International Yoga Day 2022: Having back pain? Try these simple Yog asanas to get rid of backache
On the occasion of International Yoga Day 2022, here are a few fun and easy yoga asanas that can help you stay fit.
Ustrasana (Camel pose)
One of the easiest yoga poses is the Ustrasana which strengthens and energizes an individual. Utrasana helps in toughening the back and thigh muscles along with overcoming slouchiness.
All a person has to do is to kneel perpendicular to the floor, keeping their toes apart, and stretch back hands in such a position that the fingers touch the heel. The position should be held up to 5-10 breath counts before you exhale.
Matsyasana (Fish Pose)
Matsyasana or the Fish Pose is another interesting asana an individual can try. Matsyasana is known to stretch stomach, and chest muscles and improve digestion and cardiovascular systems.
To practice this pose, one has to lie on their back by joining their hands and feet together. Once you are comfortable, you need to slowly lift your body and curve your back gently until your head touches the floor. The position should be held for a few seconds before returning to the original position.
Gomukhasana (Cow-Face Posture)
Gomukhasana enables the release of stiffness from the shoulders and the hip area, enhancing flexibility and improving stress.
To perform this asana, you have to sit upright on the ground, stretching out both of your knees. Then, the left knee should be bent while the right leg should be placed over the left thigh. After the position is achieved, both the arms should be stretched from behind, until the hands meet. This posture with hands clasped from behind and one leg of the other should be maintained for about one minute before doing the reverse.
If Gomukhasana is practised with consistency, it will improve your wellness and help you in achieving physical, mental, and spiritual stability.
Dhanurasana (Bow Pose)
The Bow pose or Dhanurasana relieves you from stress and improves your mental health. Dhanurasana is a great way to boost one`s stamina as well.
To ace this position, you have to lie on your stomach, keeping the feet apart. Next, fold up your knees while stretching your arms behind, and then gently lift up your chest and look straight in front. Then, stay in the position for 15-20 minutes before relaxing.
Balasana (Child`s Pose)
Commonly known as the Child`s Pose, Balasana is one of the easiest to perform.
You should keep your knees flat on the yoga mat while stretching out your arms, keeping your fingers and forehead planted to the ground for about 5 minutes. You should focus on your breathing.
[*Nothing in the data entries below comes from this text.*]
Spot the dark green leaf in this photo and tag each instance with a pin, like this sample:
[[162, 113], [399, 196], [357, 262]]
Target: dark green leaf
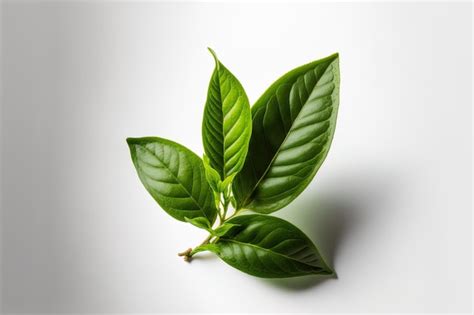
[[174, 176], [226, 127], [293, 126], [269, 247]]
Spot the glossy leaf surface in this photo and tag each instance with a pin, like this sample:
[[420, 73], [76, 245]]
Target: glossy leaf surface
[[226, 127], [174, 176], [269, 247], [293, 126]]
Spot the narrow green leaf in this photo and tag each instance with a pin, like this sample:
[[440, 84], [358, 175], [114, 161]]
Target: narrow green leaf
[[227, 126], [293, 126], [200, 222], [174, 176], [269, 247]]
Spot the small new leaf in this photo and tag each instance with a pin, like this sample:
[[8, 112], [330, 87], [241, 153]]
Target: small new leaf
[[223, 229], [200, 222]]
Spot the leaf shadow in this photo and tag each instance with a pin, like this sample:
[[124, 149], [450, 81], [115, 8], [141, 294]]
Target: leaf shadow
[[329, 217]]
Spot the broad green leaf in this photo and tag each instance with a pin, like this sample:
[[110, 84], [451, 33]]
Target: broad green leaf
[[269, 247], [174, 176], [227, 123], [293, 126], [223, 229], [200, 222]]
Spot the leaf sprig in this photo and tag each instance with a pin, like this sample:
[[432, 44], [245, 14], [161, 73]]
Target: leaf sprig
[[257, 159]]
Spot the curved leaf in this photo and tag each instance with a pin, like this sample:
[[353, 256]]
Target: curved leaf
[[226, 127], [269, 247], [174, 176], [293, 126]]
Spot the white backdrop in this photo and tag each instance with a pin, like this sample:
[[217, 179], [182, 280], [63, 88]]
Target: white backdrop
[[390, 208]]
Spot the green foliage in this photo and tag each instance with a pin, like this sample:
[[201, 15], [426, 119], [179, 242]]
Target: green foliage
[[257, 159]]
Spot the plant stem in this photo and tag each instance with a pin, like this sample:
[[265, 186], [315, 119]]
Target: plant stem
[[222, 212]]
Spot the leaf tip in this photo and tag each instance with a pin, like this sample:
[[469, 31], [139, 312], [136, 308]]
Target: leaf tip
[[131, 141], [214, 55]]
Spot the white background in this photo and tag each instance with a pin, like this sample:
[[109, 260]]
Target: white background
[[390, 208]]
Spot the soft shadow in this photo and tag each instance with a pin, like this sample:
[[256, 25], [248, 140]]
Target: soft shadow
[[330, 215]]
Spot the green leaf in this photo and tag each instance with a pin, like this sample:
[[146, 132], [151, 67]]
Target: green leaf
[[174, 176], [223, 229], [227, 126], [269, 247], [293, 126], [225, 183], [201, 248], [200, 222], [212, 175]]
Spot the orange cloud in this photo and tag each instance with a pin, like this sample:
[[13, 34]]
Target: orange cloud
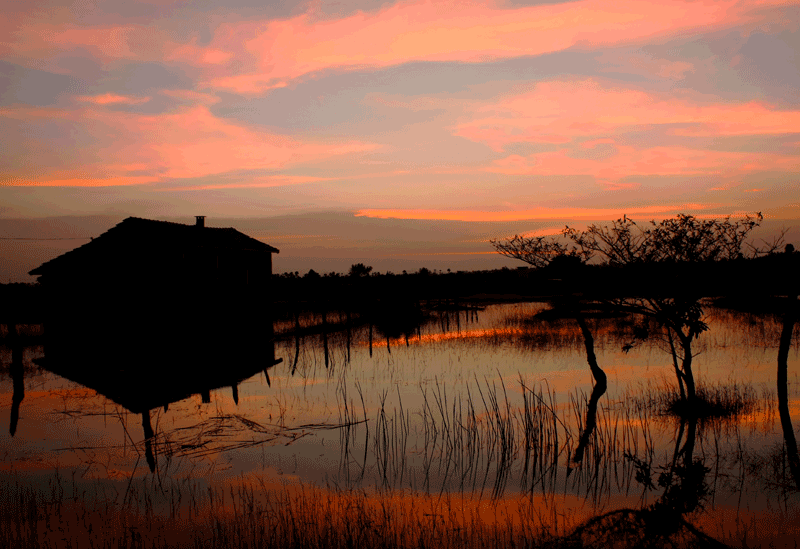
[[533, 213], [187, 143], [113, 99], [655, 161], [282, 50], [585, 108]]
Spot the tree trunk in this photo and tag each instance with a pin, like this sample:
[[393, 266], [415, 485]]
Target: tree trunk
[[783, 392], [588, 341], [686, 369], [599, 389]]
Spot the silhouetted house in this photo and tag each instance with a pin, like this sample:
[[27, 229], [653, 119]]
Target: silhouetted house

Once you get in the habit of performing the Balasana, it would render a calmness in you.
Seated Cat-Cow
There are also some asanas that one can perform at their workplace to relieve their stress, reduce body aches and energize their body for a fit and healthy lifestyle.
'The Seated Cat Cow' position is one position that helps in getting relief from back aches and neck pains. You simply have to put your hands on your thighs, with your chin up to the ceiling (if possible) or one can look parallel to the ground level, with your back straight. You need to ensure that you must not take support of the chair.
As you exhale, round your back, pull your abdominals into your spine and tuck your chin under your stomach and be as round as your upper back can be. Try to touch your toes while extending your hands towards the ground. This is called the cat pose. As you inhale, go back to the position where you started, with your back straight and chin up to the ceiling, and allow your belly to move forward. This is called the cow pose.
Inhale-exhale 10-12 times after every 3-5 hours to relax your back and neck.
Chair Savasana
Savasana, helps the body to get relax and the mind to get fresh after a long working day. For Chair Savasana, you just need to sit with your back straight, put your hands on your thighs, close your eyes and take deep breaths and let your body absorb all the positivity of this asana.
Chair Pigeon
Sitting for a long duration causes an imbalance in your hip and the lower spine area and to get rid of that, you can try the `Chair Pigeon` pose.
Simply put your left ankle on your right knee, with your back straight and sit tall, make sure your ankle and the knee, are in a straight line. Take deep breaths 7-10 times.
To intensify the exercise (if you can), just bend forward a bit while you inhale and exhale in the Chair Pigeon position.